Enquanto isso, estaremos condenados a ver nossos craques deixando o país cada vez mais cedo, feito commodities em busca de aprimoramento e valorização, e jogadores muito mais interessados em alavancar a própria carreira do que em se consagrar pela Seleção. Em um mundo futebolístico marcado por cabelos muito bem cortados, roupas finas, carrões, fé cristã e picanhas folheadas a ouro, a leitura de Saudades do que nunca fomos se assemelha a um raro jogo bonito: ao abrirmos o livro, a nossa atenção é totalmente absorvida, não vemos o tempo passar, e, quando acaba, fica um gostinho de quero mais.

 

***

 

Este ensaio discorre sobre a estrutura de sentimentos em torno do futebol brasileiro e a sua evolução e sobre as maneiras como esse esporte dialoga com o sentimento nacional. Discuto a condição do futebol brasileiro no passado e no presente como estratégia para refletir sobre a história recente do país, seus impasses e contradições. Na esteira de José Miguel Wisnik, cujas ideias reelaborei livremente na seção inicial, não penso o futebol como metáfora ou espelho da sociedade, mas como um indicador expressivo das próprias condições da vida civilizada.

Tomei três questões como ponto de partida: as dissonâncias e homologias entre o processo de formação nacional e o futebol brasileiro; a apropriação da camisa amarela da Seleção pelo bolsonarismo; e o encantamento que a Copa do Mundo ainda produz, a despeito do truncamento da nação, do embrutecimento do futebol jogado no país e das sucessivas derrotas impostas aos brasileiros, tanto no futebol como na política. Conforme a escrita evoluiu, essas questões se desdobraram em outras, que o leitor descobrirá. […]

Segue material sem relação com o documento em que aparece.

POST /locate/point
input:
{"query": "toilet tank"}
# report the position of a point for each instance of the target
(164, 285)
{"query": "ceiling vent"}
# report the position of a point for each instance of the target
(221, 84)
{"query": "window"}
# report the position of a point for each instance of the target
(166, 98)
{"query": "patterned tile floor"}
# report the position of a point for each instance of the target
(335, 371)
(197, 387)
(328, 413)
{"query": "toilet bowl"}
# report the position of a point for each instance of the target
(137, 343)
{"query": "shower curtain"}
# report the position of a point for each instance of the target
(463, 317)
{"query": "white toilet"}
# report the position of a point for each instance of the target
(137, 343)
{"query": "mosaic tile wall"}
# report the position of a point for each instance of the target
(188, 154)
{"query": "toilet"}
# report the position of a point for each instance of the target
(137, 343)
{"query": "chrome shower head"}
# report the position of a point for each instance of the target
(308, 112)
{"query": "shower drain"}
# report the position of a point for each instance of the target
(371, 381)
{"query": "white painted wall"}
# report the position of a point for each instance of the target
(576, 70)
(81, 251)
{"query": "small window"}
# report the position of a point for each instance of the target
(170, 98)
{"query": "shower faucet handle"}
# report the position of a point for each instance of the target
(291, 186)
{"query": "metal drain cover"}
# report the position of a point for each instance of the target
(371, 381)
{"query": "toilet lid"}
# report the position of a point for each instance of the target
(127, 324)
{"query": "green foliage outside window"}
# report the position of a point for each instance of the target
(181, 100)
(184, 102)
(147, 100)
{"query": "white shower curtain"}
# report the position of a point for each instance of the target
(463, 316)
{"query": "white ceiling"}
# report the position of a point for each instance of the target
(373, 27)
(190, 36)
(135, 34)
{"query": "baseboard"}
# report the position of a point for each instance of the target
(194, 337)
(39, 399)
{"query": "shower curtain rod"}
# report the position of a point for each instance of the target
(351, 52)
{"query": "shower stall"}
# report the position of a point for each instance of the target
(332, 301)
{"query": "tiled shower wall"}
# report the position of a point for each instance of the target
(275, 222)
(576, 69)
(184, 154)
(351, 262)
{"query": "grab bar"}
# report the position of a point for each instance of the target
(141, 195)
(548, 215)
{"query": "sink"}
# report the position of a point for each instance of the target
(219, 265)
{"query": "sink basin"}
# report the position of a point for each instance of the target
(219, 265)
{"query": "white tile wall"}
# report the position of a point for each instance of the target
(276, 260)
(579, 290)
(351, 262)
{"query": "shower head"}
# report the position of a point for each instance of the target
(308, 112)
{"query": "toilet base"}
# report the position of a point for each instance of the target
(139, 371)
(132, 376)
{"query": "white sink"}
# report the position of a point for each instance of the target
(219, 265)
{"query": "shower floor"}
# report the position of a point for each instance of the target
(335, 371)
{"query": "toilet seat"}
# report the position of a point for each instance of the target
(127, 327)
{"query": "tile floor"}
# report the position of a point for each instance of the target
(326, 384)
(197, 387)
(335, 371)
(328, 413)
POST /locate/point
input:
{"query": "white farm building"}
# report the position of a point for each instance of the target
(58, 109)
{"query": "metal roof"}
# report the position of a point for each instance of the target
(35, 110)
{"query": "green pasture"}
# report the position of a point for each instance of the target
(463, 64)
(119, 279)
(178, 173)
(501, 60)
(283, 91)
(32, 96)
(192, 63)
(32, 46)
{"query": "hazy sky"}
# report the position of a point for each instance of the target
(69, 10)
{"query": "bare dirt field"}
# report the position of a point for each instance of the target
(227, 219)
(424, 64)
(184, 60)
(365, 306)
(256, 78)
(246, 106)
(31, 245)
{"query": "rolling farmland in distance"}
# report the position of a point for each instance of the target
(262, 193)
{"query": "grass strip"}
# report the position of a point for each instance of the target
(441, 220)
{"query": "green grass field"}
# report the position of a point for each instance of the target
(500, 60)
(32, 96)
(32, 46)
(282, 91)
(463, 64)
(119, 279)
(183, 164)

Como todo esporte é marcado por vitórias e derrotas, evocarei esses e outros momentos para refletir criticamente sobre a expressão cultural mais importante e mais querida dos brasileiros, junto com a música. Neste trajeto, espero contribuir para elucidar o movimento do futebol brasileiro dos últimos cinquenta anos e sua relação com as mudanças no mundo, utilizando-o como estratégia de aproximação para pensar as condições da vida civilizada no Brasil atual — um jogo que não está fácil de virar.

— Fabio Luis Barbosa dos Santos, na Introdução

 

SOBRE O AUTOR

Fabio Luis Barbosa dos Santos é professor da Universidade Federal de São Paulo (Unifesp) e do Programa de Pós-Graduação em Integração da América Latina (Prolam) da Universidade de São Paulo (USP). É autor de Além do PT: a crise da esquerda brasileira em perspectiva latino-americana (2017) e Uma história da onda progressista sul-americana (2019), coautor de O médico e o monstro: uma leitura do progressismo latino-americano e seus opostos (2021) e coorganizador de Entre a utopia e o cansaço: pensar Cuba na atualidade (2024) e América Central: desafios e resistências no século XXI (2025), todos publicados pela Elefante. Participa do coletivo Desmedida do Possível e do Berta Coletivo Latinoamericanista.